Well said Michael, the hive was there but it didn’t say they were eating the blood of the lion. Anyway you can’t seem to talk reason with some of these people. Same reactions on Bee-l. I just gave up. Deb


----------



## Live Oak

Got my free sample today. Once the girls empty out one of the feeders I will try filling it up with the Hearty Bee. The sample they sent me was maybe 5 lbs. Will post my observations.


----------



## JWPalmer

MB, I think I had one to many of my favorite evening beverages and got dyslexic for a moment. Seems to be happening more frequently, might not be the beverage. Yes, I meant Judges 14:8.


----------



## rwurster

>there was a swarm of bees and honey in the carcass of the lion.

That would be one heck of a cutout


----------



## davel

rwurster said:


> >there was a swarm of bees and honey in the carcass of the lion.
> 
> That would be one heck of a cutout


Only if the lion was still alive...


----------



## jcase

Here is the info packet that comes with it.

https://imgur.com/a/yfJdw


----------



## jcase

Mixed up some according to the liquid instructions. Really dark purple. Seems to say in suspension well. Going to put it to the test shortly.


----------



## mike17l

Had some sitting somewhere it should not have been, dogs destroyed it. So that is a potential downfall. Made patties, bottom was covered in SHB larvae. Put out some as dry feed, it was not touched, put out ultrabee a few days later and it was taken readily. 

For the price, I will stick with ultrabee.


----------



## jcase

mike17l said:


> Had some sitting somewhere it should not have been, dogs destroyed it. So that is a potential downfall. Made patties, bottom was covered in SHB larvae. Put out some as dry feed, it was not touched, put out ultrabee a few days later and it was taken readily.
> 
> For the price, I will stick with ultrabee.

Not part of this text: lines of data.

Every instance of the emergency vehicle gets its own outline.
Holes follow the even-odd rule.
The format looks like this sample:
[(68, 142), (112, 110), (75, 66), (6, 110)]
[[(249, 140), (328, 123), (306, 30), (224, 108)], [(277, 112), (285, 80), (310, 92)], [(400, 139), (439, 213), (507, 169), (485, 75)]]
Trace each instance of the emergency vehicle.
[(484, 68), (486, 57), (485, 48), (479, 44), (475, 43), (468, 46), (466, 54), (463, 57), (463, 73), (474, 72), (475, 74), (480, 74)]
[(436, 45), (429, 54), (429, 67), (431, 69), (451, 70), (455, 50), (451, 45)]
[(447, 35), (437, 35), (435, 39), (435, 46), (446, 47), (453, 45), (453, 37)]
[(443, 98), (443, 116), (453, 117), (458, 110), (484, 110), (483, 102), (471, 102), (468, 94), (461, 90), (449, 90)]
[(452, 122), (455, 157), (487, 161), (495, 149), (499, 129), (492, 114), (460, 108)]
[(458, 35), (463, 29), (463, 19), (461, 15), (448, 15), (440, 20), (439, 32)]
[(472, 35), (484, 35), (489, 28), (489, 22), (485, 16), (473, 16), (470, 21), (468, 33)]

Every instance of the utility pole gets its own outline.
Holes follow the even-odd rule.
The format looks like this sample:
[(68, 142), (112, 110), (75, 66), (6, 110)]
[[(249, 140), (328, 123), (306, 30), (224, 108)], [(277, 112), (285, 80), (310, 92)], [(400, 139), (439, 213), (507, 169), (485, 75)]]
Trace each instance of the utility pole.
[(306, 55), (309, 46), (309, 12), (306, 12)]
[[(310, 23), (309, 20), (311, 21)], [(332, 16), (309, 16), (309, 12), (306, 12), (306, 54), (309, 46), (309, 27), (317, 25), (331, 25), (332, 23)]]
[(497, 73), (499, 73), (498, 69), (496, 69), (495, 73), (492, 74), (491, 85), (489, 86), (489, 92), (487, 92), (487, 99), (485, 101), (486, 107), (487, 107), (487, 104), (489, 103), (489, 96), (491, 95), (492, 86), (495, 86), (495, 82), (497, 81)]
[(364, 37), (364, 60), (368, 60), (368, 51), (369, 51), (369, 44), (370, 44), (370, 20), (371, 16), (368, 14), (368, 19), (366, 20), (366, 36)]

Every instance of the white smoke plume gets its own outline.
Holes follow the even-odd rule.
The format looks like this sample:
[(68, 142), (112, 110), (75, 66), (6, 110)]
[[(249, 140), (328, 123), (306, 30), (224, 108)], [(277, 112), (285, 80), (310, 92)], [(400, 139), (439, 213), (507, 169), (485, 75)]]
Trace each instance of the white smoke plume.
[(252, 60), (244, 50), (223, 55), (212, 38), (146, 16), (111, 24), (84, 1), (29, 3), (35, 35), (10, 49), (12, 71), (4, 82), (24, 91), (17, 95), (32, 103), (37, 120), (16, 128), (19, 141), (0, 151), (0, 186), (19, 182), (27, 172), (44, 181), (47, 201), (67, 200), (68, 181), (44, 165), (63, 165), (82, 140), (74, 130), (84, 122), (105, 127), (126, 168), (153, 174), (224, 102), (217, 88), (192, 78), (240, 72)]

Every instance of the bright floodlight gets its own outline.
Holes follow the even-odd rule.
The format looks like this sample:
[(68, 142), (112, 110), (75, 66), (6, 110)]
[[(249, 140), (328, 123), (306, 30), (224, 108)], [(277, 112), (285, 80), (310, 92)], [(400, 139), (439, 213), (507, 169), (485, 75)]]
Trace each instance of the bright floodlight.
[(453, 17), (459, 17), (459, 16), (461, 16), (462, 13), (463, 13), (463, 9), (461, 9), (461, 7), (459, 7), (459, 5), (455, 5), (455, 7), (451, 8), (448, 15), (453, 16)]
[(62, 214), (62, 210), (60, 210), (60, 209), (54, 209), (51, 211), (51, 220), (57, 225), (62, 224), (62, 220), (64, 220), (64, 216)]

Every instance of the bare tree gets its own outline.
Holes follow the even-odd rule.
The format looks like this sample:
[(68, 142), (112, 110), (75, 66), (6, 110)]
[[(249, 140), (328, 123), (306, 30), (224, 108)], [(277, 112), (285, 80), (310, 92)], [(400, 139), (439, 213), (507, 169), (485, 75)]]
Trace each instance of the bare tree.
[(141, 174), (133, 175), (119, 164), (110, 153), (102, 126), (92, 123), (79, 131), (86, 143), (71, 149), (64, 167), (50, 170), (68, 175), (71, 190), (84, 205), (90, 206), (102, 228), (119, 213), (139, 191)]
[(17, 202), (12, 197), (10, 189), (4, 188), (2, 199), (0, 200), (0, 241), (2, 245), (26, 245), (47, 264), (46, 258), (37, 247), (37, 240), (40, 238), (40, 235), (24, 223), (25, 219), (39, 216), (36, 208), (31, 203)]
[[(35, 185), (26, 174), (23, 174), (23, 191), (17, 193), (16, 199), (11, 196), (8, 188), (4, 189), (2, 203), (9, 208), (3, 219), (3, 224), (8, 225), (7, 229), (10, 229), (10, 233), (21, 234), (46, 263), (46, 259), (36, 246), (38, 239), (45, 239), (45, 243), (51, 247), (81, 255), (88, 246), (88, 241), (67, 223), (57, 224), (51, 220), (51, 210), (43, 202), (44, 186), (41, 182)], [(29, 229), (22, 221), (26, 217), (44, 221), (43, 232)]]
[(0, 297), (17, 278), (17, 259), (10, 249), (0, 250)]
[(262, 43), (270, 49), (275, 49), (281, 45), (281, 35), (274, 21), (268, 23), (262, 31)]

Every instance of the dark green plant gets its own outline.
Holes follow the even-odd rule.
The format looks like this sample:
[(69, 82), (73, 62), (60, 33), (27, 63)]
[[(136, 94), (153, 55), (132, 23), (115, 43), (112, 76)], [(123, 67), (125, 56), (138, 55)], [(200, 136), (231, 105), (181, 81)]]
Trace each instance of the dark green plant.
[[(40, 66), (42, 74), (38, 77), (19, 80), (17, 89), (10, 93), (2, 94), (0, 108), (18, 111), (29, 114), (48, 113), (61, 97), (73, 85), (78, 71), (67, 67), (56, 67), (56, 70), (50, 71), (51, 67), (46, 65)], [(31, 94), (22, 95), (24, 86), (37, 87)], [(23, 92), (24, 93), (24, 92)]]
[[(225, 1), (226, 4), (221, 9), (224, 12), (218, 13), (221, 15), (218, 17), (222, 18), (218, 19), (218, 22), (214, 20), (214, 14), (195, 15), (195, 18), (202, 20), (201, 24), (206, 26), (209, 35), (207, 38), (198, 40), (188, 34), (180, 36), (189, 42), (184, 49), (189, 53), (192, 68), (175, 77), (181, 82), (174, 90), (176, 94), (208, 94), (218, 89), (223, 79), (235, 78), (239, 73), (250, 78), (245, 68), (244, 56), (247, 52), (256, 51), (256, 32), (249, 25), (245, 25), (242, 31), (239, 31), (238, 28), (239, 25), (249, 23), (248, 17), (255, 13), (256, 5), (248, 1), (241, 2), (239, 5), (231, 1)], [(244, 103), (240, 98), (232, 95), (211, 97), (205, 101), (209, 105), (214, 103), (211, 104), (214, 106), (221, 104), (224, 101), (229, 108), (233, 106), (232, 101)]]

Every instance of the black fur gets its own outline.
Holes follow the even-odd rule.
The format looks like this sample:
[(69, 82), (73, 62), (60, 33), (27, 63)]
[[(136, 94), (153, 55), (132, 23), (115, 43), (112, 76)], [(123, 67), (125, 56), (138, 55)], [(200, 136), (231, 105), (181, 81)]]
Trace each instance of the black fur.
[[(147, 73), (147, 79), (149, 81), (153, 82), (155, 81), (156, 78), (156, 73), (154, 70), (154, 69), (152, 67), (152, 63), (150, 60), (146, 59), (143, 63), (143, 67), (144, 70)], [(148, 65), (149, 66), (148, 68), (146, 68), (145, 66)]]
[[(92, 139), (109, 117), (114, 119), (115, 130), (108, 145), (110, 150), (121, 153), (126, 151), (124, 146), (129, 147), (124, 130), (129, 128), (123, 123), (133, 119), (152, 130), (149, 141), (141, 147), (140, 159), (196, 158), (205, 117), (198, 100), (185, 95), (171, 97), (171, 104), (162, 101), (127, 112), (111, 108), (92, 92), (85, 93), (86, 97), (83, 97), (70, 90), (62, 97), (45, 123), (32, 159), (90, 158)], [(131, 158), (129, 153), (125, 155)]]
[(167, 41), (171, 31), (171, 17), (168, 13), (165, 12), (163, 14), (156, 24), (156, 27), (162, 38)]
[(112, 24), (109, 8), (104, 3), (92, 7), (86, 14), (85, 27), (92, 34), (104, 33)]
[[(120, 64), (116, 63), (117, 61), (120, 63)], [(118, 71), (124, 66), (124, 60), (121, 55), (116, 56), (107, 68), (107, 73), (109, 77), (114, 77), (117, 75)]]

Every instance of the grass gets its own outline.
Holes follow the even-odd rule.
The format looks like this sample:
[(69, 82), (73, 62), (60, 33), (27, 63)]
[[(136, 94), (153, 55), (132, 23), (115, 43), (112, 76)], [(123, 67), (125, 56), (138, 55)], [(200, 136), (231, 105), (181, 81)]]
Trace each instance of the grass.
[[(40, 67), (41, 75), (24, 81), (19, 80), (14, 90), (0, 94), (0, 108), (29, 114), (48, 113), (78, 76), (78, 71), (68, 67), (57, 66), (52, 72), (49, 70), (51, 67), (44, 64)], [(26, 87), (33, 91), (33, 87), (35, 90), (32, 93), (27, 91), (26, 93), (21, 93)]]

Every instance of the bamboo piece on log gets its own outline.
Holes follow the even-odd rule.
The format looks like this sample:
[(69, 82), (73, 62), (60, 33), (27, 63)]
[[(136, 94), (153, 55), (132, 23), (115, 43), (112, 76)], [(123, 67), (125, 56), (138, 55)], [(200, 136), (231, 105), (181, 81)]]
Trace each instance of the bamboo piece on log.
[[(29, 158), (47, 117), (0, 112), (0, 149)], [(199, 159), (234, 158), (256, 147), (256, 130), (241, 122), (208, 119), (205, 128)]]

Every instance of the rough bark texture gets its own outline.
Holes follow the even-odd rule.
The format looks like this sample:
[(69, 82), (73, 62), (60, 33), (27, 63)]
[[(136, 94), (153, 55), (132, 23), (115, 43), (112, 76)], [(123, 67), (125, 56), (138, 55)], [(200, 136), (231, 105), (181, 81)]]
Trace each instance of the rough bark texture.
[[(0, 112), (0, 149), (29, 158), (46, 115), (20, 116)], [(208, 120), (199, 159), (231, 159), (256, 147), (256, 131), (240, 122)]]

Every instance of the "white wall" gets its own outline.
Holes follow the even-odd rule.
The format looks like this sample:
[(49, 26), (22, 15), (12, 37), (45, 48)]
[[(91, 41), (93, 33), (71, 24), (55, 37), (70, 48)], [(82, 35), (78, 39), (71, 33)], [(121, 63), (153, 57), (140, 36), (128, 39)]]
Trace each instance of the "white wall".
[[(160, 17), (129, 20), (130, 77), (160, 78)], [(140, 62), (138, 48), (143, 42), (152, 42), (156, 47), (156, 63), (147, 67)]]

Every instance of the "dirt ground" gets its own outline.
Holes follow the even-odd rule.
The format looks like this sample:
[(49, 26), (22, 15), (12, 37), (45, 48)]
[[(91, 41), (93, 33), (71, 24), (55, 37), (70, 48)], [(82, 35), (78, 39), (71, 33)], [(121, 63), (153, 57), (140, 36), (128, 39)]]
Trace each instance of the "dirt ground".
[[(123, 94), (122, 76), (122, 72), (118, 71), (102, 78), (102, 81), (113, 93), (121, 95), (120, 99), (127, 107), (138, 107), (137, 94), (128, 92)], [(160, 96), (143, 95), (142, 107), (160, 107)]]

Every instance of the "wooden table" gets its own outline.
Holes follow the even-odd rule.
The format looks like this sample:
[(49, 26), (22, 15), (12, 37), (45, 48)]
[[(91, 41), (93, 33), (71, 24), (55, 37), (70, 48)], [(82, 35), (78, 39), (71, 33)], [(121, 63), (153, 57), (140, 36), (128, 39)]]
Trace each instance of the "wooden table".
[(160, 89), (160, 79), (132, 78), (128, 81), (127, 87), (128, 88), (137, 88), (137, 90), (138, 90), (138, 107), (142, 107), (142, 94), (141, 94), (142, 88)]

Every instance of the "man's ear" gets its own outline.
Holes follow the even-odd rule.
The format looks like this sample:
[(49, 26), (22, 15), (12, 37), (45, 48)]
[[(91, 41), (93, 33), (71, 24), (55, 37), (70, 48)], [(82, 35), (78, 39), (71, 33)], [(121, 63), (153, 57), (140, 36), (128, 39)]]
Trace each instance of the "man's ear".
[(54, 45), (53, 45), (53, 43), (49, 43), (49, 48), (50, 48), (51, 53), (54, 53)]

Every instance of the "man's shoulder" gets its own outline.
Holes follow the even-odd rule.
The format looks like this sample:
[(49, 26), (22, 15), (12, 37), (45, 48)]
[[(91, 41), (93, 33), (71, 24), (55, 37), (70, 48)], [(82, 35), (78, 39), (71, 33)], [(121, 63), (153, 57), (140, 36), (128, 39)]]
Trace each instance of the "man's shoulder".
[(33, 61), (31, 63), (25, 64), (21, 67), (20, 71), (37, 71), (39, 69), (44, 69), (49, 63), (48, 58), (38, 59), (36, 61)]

Dogs seem to love any and all pollen sub. I have had them run off with ultabee patties.
I'm sticking with UB as well, unless trial show this works A LOT better. This stuff smells and looks gross, but I'm no bee


----------



## mike17l

jcase said:


> Dogs seem to love any and all pollen sub. I have had them run off with ultabee patties.
> I'm sticking with UB as well, unless trial show this works A LOT better. This stuff smells and looks gross, but I'm no bee


I have had them take patties too, but never had them destroy a bag... either way, Im sticking with UltraBee.


----------



## Live Oak

I just opened the bag Purina sent me. As it turns out, I think it is a 15 lb. bag. I put it in the freezer and forgot about it until the wife asked me what it was. I opened it to pour into a seal top 5 gallon bucket so I could try substituting it for the Ultra Bee I put out in my Mann Lake feeders. The smell is awful! I didn't even want to chance putting that stuff in my pollen sub feeders. Not this time of year when I am trying to get my hives well fed for the Winter. I will try mixing it with Ultra Bee to dilute the nasty smell. There is just no way I would bees would be or could be drawn to eat this stuff in patty form. The protein and nutrient analysis sounds good but I just don't think my bees would take this stuff unless I mixed it maybe upto 10% in Ultra Bee. I use at least a 1,500 lb. tote a year, sometimes more and have had very good results with UB. For now, I think I will stick with something I know works. 

Has anyone else tried feeding this stuff since the last post.


----------



## vtbeeguy

I'm using it currently in party form to help build up for winter. So far con It dries out quickly (I added extra sugar syrup than the recipe and some oil to compensate). That seems to take care of that. Some are devouring it quickly some are just picking at it but all are eating it without issue.


----------



## Cloverdale

What is the consensus on this honey bee feed for those of you that have used it?


----------



## Live Oak

Cloverdale said:


> What is the consensus on this honey bee feed for those of you that have used it?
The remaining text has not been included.